Reasons Americans have been stepping on their dicks for the last fifty years is because we are too proud to say no.
Afghanistan should have been a low resource CT solution to deny AQ a training area.
Visitor, The solution is the
Visitor,
The solution is the strategy, but the expense of the solution and considerations surrounding that is the policy.
We have policies about Iraq, Afghanistan, Yemen, etc that strategies flow from.
Right Adam, and our core
Right Adam, and our core policy obective in Afghanistan from the start has been quite limited and narrow: al Qaeda. This has been stated over and over again by senior american military and political leaders.

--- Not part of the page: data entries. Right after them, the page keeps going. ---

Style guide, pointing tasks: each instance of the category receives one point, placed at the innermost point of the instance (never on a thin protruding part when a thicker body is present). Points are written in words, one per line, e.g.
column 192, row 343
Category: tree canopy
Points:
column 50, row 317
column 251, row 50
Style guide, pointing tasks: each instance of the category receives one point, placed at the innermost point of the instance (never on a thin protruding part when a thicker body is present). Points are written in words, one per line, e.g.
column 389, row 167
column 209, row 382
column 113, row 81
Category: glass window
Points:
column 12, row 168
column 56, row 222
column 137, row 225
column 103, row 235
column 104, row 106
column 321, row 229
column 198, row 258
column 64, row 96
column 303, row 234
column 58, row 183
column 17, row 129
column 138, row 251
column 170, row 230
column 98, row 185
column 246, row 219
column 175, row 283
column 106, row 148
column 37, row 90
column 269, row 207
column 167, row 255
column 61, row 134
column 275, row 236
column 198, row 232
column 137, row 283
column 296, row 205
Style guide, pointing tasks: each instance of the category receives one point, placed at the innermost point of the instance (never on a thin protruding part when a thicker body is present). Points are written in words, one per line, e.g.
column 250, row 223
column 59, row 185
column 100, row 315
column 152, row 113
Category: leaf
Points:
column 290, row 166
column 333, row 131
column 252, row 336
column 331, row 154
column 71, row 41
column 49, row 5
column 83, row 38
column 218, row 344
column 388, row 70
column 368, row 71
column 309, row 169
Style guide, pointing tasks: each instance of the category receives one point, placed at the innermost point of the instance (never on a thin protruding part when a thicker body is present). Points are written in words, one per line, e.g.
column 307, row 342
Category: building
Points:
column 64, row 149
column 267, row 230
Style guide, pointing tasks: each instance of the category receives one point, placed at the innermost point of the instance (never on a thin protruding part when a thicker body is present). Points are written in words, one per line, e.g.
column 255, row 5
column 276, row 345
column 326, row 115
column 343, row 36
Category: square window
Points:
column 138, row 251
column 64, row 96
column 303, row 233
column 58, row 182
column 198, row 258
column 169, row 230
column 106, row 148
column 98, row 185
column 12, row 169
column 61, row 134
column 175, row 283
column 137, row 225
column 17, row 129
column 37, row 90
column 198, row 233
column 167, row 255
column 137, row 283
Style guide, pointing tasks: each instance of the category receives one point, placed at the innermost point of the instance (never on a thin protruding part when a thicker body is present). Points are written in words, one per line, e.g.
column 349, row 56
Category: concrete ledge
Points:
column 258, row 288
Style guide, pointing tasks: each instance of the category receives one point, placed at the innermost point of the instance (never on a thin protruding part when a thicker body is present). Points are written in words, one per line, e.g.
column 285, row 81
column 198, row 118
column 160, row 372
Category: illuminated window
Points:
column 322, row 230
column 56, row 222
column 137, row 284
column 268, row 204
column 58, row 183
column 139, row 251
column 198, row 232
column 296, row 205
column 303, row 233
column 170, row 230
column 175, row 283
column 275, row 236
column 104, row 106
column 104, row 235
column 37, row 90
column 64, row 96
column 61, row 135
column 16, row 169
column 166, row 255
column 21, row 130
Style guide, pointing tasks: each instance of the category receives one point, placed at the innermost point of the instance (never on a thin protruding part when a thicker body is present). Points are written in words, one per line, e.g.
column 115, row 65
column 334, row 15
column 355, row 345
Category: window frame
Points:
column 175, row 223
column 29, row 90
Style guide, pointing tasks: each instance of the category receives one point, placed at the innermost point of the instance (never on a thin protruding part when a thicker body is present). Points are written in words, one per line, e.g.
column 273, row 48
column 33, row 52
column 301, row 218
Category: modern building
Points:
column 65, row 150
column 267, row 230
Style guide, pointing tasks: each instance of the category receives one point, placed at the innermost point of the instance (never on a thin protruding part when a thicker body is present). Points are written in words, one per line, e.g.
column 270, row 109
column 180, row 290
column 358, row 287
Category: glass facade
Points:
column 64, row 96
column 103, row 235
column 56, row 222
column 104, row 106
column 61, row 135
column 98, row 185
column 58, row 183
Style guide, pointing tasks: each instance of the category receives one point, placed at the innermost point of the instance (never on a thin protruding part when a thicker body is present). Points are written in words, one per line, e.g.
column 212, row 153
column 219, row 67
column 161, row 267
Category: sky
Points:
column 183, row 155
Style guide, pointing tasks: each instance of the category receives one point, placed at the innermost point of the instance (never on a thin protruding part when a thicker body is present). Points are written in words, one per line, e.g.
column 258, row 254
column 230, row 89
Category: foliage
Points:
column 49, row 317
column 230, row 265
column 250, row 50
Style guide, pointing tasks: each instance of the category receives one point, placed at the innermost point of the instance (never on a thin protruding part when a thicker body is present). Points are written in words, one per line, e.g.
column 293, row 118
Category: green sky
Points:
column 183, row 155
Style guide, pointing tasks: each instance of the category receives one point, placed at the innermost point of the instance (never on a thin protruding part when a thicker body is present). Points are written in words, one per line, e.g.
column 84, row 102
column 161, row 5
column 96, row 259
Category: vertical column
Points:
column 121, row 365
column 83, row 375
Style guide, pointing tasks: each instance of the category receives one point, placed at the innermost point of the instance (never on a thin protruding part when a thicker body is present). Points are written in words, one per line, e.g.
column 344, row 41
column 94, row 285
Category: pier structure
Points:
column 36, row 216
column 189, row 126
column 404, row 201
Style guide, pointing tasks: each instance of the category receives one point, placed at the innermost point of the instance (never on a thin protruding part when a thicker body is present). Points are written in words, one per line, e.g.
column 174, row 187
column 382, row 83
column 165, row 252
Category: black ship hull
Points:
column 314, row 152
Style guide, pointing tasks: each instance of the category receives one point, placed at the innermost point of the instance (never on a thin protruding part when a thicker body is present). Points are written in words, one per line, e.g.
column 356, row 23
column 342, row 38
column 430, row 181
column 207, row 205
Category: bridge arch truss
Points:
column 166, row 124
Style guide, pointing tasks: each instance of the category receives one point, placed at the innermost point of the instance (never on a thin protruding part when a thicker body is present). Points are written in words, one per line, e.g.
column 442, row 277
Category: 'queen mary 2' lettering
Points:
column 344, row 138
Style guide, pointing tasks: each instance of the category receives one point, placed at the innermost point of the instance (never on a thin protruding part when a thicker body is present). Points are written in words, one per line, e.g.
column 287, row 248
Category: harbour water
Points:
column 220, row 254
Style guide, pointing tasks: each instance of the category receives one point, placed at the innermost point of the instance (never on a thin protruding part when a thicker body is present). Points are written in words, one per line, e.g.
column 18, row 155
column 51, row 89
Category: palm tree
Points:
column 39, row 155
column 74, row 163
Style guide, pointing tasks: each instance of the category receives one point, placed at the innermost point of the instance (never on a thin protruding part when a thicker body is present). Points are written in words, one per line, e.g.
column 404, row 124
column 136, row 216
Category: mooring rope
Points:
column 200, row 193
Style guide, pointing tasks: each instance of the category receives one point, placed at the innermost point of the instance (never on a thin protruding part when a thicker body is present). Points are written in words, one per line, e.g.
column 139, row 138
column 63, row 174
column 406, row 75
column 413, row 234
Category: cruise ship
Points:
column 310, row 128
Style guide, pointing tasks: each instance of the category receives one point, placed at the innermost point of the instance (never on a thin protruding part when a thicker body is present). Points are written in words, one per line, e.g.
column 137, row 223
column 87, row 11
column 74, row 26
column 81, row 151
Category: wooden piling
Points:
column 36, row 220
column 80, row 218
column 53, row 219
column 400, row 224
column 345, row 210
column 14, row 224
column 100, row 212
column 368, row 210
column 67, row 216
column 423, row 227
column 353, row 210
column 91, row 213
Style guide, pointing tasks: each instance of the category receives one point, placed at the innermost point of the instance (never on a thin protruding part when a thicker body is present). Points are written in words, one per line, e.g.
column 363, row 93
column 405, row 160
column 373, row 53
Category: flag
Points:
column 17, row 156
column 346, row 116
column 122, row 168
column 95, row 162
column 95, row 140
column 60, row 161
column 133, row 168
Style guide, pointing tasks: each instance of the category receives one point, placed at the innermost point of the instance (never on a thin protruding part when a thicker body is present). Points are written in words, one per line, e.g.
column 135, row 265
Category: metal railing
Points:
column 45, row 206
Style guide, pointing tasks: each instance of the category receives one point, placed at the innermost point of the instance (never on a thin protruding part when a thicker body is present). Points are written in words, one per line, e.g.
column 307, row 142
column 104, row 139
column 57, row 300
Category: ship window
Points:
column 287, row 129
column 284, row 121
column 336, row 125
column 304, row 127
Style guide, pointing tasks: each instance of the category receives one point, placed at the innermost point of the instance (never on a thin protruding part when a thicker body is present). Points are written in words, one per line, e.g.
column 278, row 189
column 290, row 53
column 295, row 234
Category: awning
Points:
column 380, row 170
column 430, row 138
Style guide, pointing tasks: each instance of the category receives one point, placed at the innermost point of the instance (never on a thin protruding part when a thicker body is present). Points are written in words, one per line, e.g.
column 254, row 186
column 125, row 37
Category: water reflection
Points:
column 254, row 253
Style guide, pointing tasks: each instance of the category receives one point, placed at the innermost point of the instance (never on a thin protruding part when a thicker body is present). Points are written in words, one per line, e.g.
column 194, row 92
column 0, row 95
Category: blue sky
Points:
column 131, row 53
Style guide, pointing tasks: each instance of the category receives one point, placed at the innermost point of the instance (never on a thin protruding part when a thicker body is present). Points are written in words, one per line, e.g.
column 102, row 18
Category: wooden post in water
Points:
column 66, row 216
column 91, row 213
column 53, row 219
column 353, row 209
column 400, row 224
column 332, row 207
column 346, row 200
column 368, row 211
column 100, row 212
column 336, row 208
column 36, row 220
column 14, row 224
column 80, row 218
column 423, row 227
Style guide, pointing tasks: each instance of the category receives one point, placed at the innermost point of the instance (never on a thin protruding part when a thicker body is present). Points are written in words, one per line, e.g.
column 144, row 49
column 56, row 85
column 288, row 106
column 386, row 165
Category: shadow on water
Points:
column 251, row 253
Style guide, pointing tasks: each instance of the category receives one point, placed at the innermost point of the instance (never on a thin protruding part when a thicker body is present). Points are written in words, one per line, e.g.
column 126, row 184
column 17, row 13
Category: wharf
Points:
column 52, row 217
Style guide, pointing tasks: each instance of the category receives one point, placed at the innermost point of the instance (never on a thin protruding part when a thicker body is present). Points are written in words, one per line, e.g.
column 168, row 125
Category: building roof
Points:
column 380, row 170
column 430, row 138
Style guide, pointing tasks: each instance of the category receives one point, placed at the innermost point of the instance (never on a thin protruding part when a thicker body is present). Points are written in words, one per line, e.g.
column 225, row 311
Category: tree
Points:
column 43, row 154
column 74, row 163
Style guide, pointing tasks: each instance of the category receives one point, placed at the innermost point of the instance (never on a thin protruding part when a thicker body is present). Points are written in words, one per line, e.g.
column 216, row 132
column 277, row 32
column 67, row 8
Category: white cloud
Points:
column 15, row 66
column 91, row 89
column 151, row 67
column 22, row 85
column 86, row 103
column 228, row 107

Yet the strategy devised has sought to achieve it by armed nation building which has been the operational method that strategy employs in astan from the start.
Since the american army cannot get out of its straightjacket belief that in war there is always an operational solution as long as we try harder, tweak the tactics, and get the right general in charge; thus my point that coin has drawn on all of the bad habits of the american army in the 80s and certainly has not made things better.
gian
Well, here's where the dual
Well, here's where the dual meaning of "politik" in On War comes into play. "Policy" as Clausewitz states it does not necessarily mean the policy of the government, but the political result that emerges from the conflux of politics and policy. I'm not sure we can consistently say that policy has always been focused around dismantling al-Qaeda---especially since al-Qaeda and the Taliban were, for a couple years in most policy debates, regarded as essentially the same thing. Moreover, policy is a condition or behavior rather than a action, which means that "disrupt, dismantle," etc isn't actually a policy. To rephrase it: what is the political condition we sought to achieve in Afghanistan with our use of force, as we have made ourselves a domestic political actor in their system of politics? That is closer. It may seem like semantics, but it's pretty important. Our use of force has--haltingly--been directed around that political vision.
When I talk about a theory of victory, I also mean the vision of how we achieve that goal. That, and the policy, is where we should look at where went wrong. The strategy is important but it is closely related to the theory of victory and policy.
Dont over think and
Dont over think and complicate this Adam, trust me, i have done the research, i have read hundreds and hundreds of transcripts of congressional testimony where the core policy goal has been stated clearly with regard to afghanistan. And it is al qaeda. We have only made ourselves as you say a domestic actor in their politics because the prefered operational method has been nation building which by tactical nature therefore requires us to be that way. But that political aspect of the occupation and nation building is logically diferent from the strategy that put it into place and the core policy goal it sought to achieve.
remember what St Carl said: everything in war is simple, but even the simplist thing is very difficult. Studies on strategy have tended sometimes to overthink the problem and make the understanding of it more complicated than it deserves. This, at times, has been Gray's problem with his work on strategy.
gian
Dont over think and
Dont over think and complicate this Adam, trust me, i have done the research, i have read hundreds and hundreds of transcripts of congressional testimony where the core policy goal has been stated clearly with regard to afghanistan.
I wish I had seen this thread earlier. I may blog it (I always say that these days and never get around to it).
The problem with this is that we have other policies that overlap with this core policy objective. We have policies and ideas and strategies regarding Russia, Iran, Pakistan, India, China, etc. It is those policies that muddy the waters on the "core policy objective." I've done this research, too, in that I've read tons and tons public statements by officials on these themes. If you narrow yourself, you miss the larger picture.